Abstract

The history of rumors might be as long as the history of human beings. Not much is known about this phenomenon until very recently when social networks provide a more efficient way for online rumor spreading. Micro-blogging platform, like Twitter and Sina Weibo, provides an ideal environment not only for rumor spreading, but also fruitful data to reveal the underlying rules controlling the birth, spread, and death of rumors. In this paper, we try to answer the following questions which have been confusing people for years. How do rumor propagate in the network? How do human factors affect the spreading patterns of rumor? How do we construct models to understand the collective group behavior based on probabilistic individual choices? Our study on micro-blogging systems help to expose the digital traces of online rumor spreading, which offers an opportunity to investigate how netizens interact with each other in the process of rumor spreading.
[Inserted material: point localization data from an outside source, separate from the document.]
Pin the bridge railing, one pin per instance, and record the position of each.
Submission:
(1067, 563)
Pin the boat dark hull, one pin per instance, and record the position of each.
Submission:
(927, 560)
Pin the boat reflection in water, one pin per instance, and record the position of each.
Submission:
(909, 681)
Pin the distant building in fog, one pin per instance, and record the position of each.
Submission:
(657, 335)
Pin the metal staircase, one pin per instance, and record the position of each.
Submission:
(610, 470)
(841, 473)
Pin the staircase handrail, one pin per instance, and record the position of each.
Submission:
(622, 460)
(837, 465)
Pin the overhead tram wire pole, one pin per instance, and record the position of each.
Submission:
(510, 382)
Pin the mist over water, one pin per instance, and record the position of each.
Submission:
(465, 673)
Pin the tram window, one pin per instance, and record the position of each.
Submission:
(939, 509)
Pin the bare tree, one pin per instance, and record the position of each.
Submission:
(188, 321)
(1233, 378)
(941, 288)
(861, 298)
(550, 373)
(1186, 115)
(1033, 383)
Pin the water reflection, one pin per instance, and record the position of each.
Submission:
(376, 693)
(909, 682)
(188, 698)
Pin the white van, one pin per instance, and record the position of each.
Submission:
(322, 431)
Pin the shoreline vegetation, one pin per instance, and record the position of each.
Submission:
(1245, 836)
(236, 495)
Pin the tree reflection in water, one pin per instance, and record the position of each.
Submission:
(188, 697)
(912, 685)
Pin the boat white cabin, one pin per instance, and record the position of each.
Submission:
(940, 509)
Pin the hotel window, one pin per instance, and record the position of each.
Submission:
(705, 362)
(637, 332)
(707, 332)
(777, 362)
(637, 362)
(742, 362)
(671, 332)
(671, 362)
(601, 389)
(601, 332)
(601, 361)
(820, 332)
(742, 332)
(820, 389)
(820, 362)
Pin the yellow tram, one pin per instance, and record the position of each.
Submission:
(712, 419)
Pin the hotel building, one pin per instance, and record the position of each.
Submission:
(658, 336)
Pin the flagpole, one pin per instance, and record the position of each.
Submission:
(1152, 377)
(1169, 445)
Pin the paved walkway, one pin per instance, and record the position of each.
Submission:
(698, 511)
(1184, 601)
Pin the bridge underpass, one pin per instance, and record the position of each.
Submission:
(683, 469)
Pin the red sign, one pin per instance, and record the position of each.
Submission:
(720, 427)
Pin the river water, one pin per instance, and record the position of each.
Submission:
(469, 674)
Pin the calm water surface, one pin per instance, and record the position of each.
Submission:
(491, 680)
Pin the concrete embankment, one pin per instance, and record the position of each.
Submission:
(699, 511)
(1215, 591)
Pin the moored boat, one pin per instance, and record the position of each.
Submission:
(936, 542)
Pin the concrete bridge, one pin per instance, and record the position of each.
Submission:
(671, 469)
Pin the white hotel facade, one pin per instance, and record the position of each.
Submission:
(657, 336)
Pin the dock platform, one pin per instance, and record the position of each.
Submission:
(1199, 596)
Based on the analysis of the interactions, we propose a mathematical model running on real topologies to simulate this process and explore the characteristics of online rumor spreading. Experiments show that our model can reflect the transmission pattern of real rumors. Our work is different from previous ones by pointing out that a subset of the population can work as “Resisters” who are proactively persuading their neighbors not to believe the rumor, while previous works only label them as the “silent” nodes. To the best of our knowledge, this is the first time to emphasize the contribution of “Resisters” and to mathematically study their influence on the rumor spreading process.